Horror fan convention

For the Love of Horror is a fan convention crossed with a haunted attraction held annually in Manchester, UK that celebrates the horror genre in various formats such as horror films, horror fiction, horror comics, horror video games, and horror cosplay which is organised by UK Events company Monopoly Events.

==History and organisation==
For the Love of Horror has been running since 2018 when Monopoly Events CEO Andy Kleek saw a gap in the market for an original horror-themed fan convention to run alongside the company's other already successful genre fan convention For the Love of Sci-Fi. Kleek liked the idea of haunted attractions, also known as scare attractions, which originally began in England in 1915 but which were made universally popular in America during the 1980s and 1990s, and wanted to combine something similar with a standard fan convention like the company's already well established For the Love of Sci-Fi science fiction themed convention held since 2015 in Bowlers Exhibition Centre in Manchester.
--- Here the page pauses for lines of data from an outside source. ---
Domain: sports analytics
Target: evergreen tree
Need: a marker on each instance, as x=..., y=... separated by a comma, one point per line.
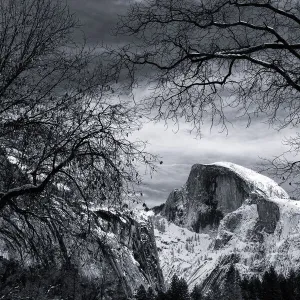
x=178, y=289
x=196, y=293
x=141, y=293
x=150, y=294
x=270, y=286
x=232, y=289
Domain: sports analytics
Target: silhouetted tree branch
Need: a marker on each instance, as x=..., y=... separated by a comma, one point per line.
x=204, y=58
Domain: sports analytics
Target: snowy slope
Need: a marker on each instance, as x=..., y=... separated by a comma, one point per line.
x=263, y=231
x=195, y=256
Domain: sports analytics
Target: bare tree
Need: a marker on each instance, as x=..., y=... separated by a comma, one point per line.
x=64, y=146
x=209, y=56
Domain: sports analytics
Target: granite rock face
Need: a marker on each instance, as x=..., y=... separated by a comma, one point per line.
x=227, y=215
x=210, y=192
x=132, y=251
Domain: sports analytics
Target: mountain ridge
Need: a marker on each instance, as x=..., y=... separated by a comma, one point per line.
x=257, y=231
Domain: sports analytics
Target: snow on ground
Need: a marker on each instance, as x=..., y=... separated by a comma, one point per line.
x=259, y=181
x=194, y=256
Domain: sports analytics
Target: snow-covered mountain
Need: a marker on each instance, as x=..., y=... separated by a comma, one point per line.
x=227, y=214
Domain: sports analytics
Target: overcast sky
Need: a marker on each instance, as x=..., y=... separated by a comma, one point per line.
x=180, y=149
Monopoly Events is a Manchester-based event organization company that specializes in events held in the North West of England and Scotland. Along with the For the Love of Horror event, they are also responsible for organising Comic Con Liverpool, Comic Con Scotland, Comic Con Wales, For the Love of Wrestling, For the Love of Sci-Fi, For the Love of Wrestling, Comic Con Manchester, For the Love of MMA, Comic Con Northern Ireland and Comic Con Scotland Aberdeen with new events, Comic Con Northeast and Comic Con Yorkshire joining the fold in 2023 and plans for further expansion across the UK including into London in 2024.

The first For the Love of Horror event ran over two consecutive days in October 2018 and was well received by the public for a relatively unknown event, with approximately 5,000 visitors across the weekend. The event completely sold out for the reunion of the cast of The Lost Boys in 2019, and has since completely sold out in both 2022 and again in 2023.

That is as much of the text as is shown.